Until today’s change in policy, transgender service members had to seek out-of-pocket medical care from private doctors who deemed whether certain procedures were necessary.
“This is inconsistent with our promise to all our troops that we will take care of them and pay for necessary medical treatment,” the secretary said, adding that Rand found health care costs would represent “an exceedingly small proportion” of DoD’s overall health care expenditures.
Civilian federal employees have access to a health insurance plan that provides comprehensive coverage for transgender-related care and medical treatment, he noted.
Matters of Principle
The secretary said he and senior DoD leaders met in the past year with transgender service members who have deployed all over the world, serving on aircraft, submarines, forward operating bases and in the Pentagon.
The yearlong study was carefully examined for medical, legal and policy considerations that have been rapidly evolving in recent years and in light of DoD’s unique nature of military readiness “to make sure the department got it right,” Carter said.
After talking with doctors, employers and insurance companies, he said, it became clear that “transgender” is becoming common and normalized in public and private sectors, and he noted a “sea change” in the past decade.
Future Policy Phases
The new policies related to lifting the transgender ban will take place over the next 12 months, beginning with immediate guidance for service members and commanders, the secretary said. Next will follow training the entire force, and DoD will then start accessing new military service members who are transgender.
In no more than 90 days, DoD will issue a commanders’ guidebook for leading existing transgender service members, and guidance will be issued to military doctors to provide transition-related care if required for existing transgender troops, the secretary said.

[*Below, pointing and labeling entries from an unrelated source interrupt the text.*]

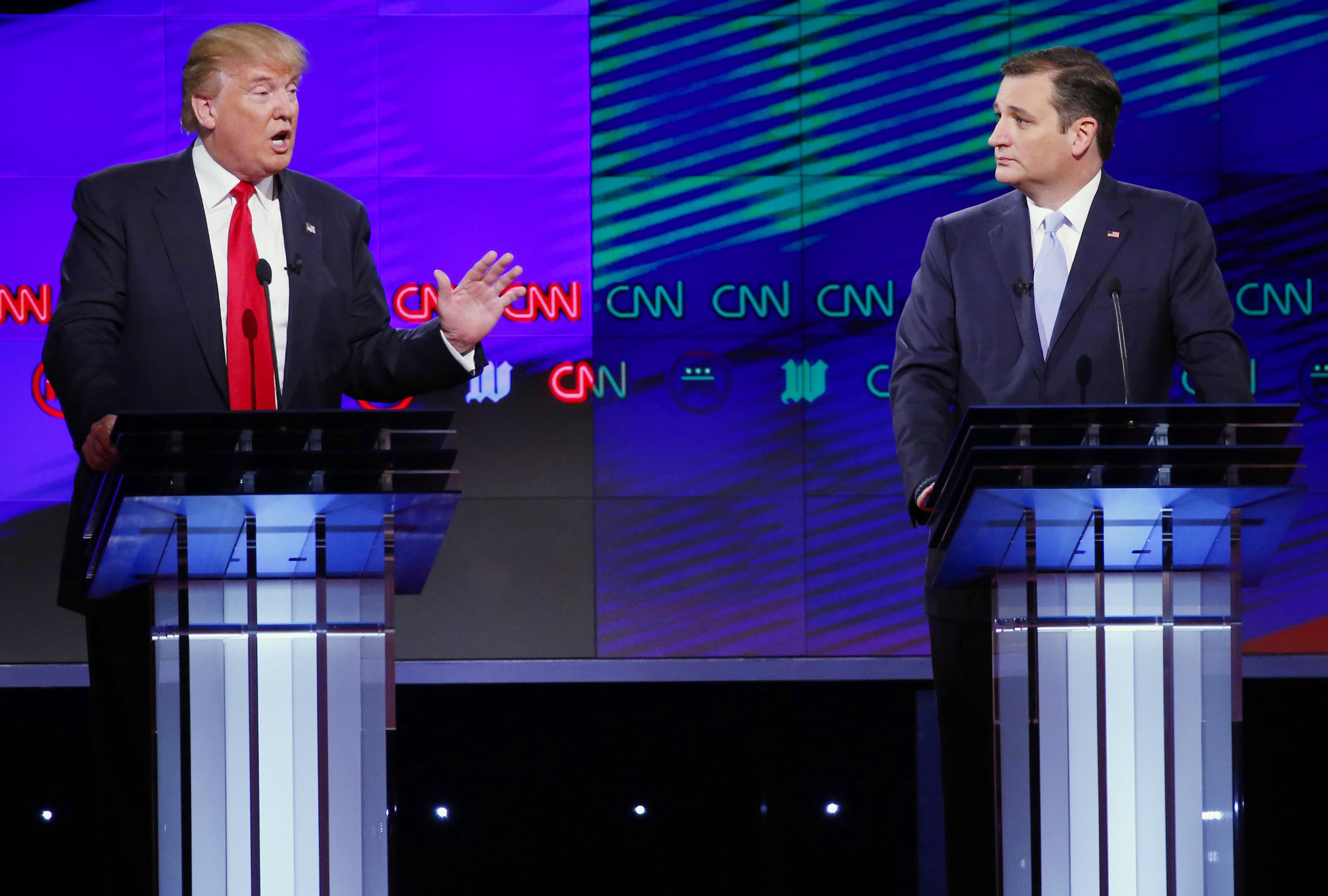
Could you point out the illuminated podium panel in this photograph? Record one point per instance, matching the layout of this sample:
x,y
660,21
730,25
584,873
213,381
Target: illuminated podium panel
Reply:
x,y
1116,541
274,545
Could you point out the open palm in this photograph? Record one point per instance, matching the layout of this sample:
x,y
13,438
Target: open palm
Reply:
x,y
470,310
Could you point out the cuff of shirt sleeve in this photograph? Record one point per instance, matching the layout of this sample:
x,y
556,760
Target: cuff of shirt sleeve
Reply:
x,y
922,486
467,360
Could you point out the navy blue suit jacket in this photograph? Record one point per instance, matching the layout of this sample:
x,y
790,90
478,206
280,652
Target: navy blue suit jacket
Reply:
x,y
138,323
967,333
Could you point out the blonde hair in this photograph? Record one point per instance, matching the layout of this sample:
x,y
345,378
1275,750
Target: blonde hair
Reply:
x,y
225,47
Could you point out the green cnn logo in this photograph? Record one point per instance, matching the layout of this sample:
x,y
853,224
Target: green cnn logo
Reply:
x,y
804,381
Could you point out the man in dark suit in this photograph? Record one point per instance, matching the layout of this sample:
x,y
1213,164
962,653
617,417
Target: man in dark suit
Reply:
x,y
1012,306
161,308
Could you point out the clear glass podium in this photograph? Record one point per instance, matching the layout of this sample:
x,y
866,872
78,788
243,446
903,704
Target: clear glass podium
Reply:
x,y
274,544
1116,541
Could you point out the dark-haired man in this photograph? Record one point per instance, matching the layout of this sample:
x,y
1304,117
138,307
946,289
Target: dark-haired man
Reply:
x,y
1010,298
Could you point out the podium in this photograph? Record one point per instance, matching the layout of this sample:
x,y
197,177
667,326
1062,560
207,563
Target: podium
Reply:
x,y
1117,541
274,545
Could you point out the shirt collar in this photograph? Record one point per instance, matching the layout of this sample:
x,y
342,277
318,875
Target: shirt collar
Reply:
x,y
1076,207
215,182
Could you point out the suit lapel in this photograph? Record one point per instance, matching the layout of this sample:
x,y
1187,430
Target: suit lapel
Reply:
x,y
184,228
301,236
1095,251
1014,249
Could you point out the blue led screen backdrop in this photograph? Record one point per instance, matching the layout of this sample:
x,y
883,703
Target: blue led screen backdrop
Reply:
x,y
720,209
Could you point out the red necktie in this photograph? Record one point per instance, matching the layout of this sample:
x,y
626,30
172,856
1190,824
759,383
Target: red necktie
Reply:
x,y
249,339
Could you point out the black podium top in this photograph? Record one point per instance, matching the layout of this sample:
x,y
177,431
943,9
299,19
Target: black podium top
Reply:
x,y
1128,460
285,469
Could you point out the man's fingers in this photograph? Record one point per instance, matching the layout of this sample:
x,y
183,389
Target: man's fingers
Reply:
x,y
477,272
444,286
496,271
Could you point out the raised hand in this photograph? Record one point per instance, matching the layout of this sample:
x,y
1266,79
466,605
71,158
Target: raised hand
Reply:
x,y
470,310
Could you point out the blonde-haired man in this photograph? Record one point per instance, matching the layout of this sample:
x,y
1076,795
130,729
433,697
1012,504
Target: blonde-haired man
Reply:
x,y
163,308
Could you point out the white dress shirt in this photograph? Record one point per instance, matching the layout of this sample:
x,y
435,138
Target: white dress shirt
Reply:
x,y
215,185
1076,217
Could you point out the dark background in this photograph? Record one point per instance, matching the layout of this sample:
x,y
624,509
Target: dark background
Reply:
x,y
541,781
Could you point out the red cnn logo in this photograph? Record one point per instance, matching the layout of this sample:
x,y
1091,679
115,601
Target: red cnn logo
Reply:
x,y
44,395
417,303
404,403
26,303
576,388
537,302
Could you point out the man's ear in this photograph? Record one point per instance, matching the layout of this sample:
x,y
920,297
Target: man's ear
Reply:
x,y
205,111
1084,133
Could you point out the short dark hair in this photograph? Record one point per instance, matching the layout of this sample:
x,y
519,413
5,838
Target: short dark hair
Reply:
x,y
1081,87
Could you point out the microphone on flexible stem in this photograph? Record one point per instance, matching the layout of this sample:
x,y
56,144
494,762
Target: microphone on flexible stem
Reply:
x,y
249,323
265,275
1113,286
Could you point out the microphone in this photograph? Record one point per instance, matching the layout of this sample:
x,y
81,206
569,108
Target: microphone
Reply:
x,y
265,277
1084,373
1113,286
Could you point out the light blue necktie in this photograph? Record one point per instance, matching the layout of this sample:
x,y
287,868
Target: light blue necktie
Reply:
x,y
1050,277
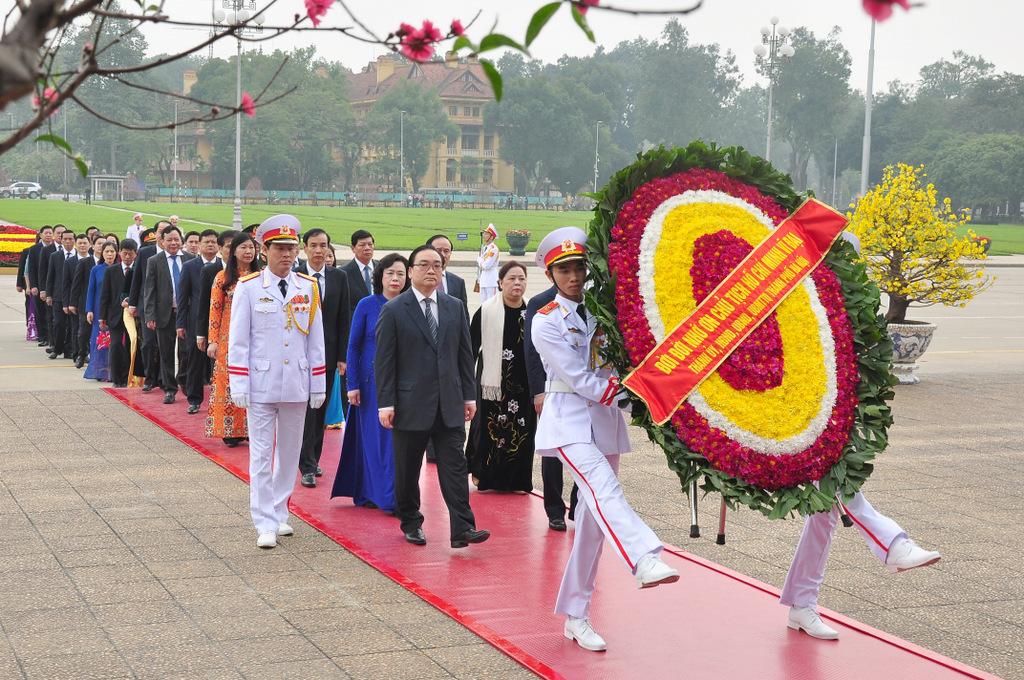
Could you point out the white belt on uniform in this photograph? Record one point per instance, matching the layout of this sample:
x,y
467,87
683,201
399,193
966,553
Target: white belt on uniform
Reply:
x,y
558,386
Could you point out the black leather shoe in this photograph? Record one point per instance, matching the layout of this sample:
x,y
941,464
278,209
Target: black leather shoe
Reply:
x,y
416,537
470,536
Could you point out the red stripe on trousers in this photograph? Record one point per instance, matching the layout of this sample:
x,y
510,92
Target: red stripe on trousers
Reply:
x,y
598,507
863,528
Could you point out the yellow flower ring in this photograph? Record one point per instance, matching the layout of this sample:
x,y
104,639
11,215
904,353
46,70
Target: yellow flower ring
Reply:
x,y
783,410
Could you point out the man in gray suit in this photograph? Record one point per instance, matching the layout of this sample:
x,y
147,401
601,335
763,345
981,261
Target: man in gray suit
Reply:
x,y
163,278
427,390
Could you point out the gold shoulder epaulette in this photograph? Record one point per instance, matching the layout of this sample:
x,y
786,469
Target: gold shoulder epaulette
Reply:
x,y
548,308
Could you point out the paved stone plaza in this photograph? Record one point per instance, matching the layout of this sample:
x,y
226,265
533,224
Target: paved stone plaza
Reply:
x,y
128,555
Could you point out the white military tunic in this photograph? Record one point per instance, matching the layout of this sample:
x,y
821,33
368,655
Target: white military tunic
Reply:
x,y
581,424
276,356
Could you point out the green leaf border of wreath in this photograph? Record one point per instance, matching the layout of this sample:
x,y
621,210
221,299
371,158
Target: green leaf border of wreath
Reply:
x,y
871,343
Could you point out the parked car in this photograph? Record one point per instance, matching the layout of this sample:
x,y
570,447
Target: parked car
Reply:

By ending the ban on transgender service members, “we’re eliminating policies that can result in transgender service members being treated differently from their peers based solely upon their gender identity, rather than their ability to serve,” Carter said. “And we’re confirming that going forward we will apply the same general principles, standards, and procedures to transgender service members as we do to all service members.”
Deliberate and thoughtful implementation will be key, he added, and DoD’s senior leaders will ensure all issues identified in the study are addressed in implementation.
“I'm 100 percent confident in the ability of our military leaders and all men and women in uniform to implement changes in a manner that both protects the readiness of the force and also upholds values cherished by the military -- honor, trust and judging every individual on their merits,” Carter said.
Good people are integral to the best military in the world, the secretary said, adding that he’s “we have reason to be proud today of what this will mean for our military -- because it is the right thing to do, and it's another step in ensuring that we continue to recruit and retain the most qualified people.”